Development of a new line of cancer therapy with peptido-mimetic drugs able to block mechanotransduction.
The interaction between cytoskeletal proteins has been shown to trigger the activation of an oncogene in response to increased tissue rigidity. Both increased rigidity and subsequent oncogene activation are prevalent features in the majority of solid tumors. Thus, inhibiting oncogene activation in response to increased stiffness has a major potential to slow, halt or even revert tumor growth in a wide variety of cancer types.
- To inhibit the interaction between cytoskeletal proteins to interfere with tumor progression. The antitumoral efficacy of peptido-mimetic drugs is going to be tested in diverse in vitro and in vivo settings in order to develop novel cancer therapies.
Problem to Solve
The proposed project aims to develop novel therapies for cancer treatments and to improve patient survival, overcoming current therapeutic resistance. In addition, the proposed therapy in development aims to be highly targeted and specific to minimize side effects.
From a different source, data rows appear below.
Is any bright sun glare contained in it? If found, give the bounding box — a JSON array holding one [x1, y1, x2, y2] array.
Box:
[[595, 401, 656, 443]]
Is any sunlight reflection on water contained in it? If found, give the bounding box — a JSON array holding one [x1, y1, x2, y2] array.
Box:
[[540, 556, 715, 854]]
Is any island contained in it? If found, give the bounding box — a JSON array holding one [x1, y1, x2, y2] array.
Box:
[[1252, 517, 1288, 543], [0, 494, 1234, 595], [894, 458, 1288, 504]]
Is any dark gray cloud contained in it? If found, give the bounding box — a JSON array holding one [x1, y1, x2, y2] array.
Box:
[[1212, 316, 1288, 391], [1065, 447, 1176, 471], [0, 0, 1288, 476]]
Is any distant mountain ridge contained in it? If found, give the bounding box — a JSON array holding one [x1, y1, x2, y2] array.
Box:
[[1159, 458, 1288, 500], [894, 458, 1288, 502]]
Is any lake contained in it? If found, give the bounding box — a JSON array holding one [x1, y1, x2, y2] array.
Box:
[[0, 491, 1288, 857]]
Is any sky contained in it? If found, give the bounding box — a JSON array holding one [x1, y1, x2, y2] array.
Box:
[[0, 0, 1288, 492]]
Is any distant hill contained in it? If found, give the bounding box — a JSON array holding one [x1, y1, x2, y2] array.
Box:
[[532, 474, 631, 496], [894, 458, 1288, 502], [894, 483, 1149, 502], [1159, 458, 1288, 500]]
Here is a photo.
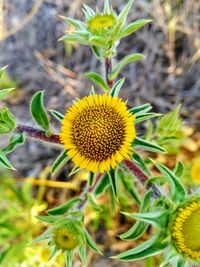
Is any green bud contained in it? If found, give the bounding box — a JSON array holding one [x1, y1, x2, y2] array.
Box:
[[0, 108, 16, 134]]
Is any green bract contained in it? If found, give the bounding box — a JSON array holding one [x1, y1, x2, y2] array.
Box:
[[113, 164, 200, 267]]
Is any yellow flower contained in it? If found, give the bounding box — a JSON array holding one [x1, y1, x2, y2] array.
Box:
[[88, 14, 116, 33], [60, 94, 135, 173], [191, 159, 200, 184], [53, 223, 82, 250], [172, 199, 200, 260]]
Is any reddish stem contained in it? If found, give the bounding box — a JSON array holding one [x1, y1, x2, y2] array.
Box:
[[15, 124, 61, 145]]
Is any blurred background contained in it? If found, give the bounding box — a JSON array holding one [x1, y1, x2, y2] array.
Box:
[[0, 0, 200, 267]]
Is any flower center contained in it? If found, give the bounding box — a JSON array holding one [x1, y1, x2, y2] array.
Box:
[[88, 14, 115, 32], [172, 200, 200, 259], [72, 105, 125, 161]]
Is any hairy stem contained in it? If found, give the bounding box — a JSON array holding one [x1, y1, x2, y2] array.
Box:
[[105, 58, 114, 88], [15, 124, 61, 145], [123, 160, 162, 198]]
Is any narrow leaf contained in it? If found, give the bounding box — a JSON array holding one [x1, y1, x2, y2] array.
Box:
[[2, 133, 25, 154], [120, 19, 152, 38], [109, 78, 125, 97], [51, 151, 69, 176], [85, 72, 110, 92], [30, 91, 50, 135], [134, 112, 161, 124], [0, 88, 15, 101], [133, 137, 166, 153], [109, 54, 144, 80], [47, 197, 82, 215], [49, 110, 64, 122], [156, 163, 186, 202], [129, 103, 152, 115], [0, 150, 15, 170], [112, 237, 167, 261]]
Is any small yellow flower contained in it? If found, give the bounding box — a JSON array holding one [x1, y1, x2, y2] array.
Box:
[[60, 94, 135, 173], [191, 159, 200, 184], [172, 198, 200, 260], [88, 14, 116, 33], [53, 223, 82, 250]]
The development of peptido-mimetic drugs to specifically target mechanotransduction is a complete novel approach in cancer therapy. By inhibiting a specific interaction that only occurs in pathological and abnormal stiff tissues, the project aims to specifically block a malignant molecular event without affecting the surrounding tissue.
Level of Innovation
The solid tumor market is very mature and competitive, however the proposed approach has a novel mechanism of action that has not been explored in the past. The blocking of malignant responses triggered by tissue mechanics, independently of specific mutations or molecular signatures, represents an untapped approach with great potential to deliver novel and safe therapies.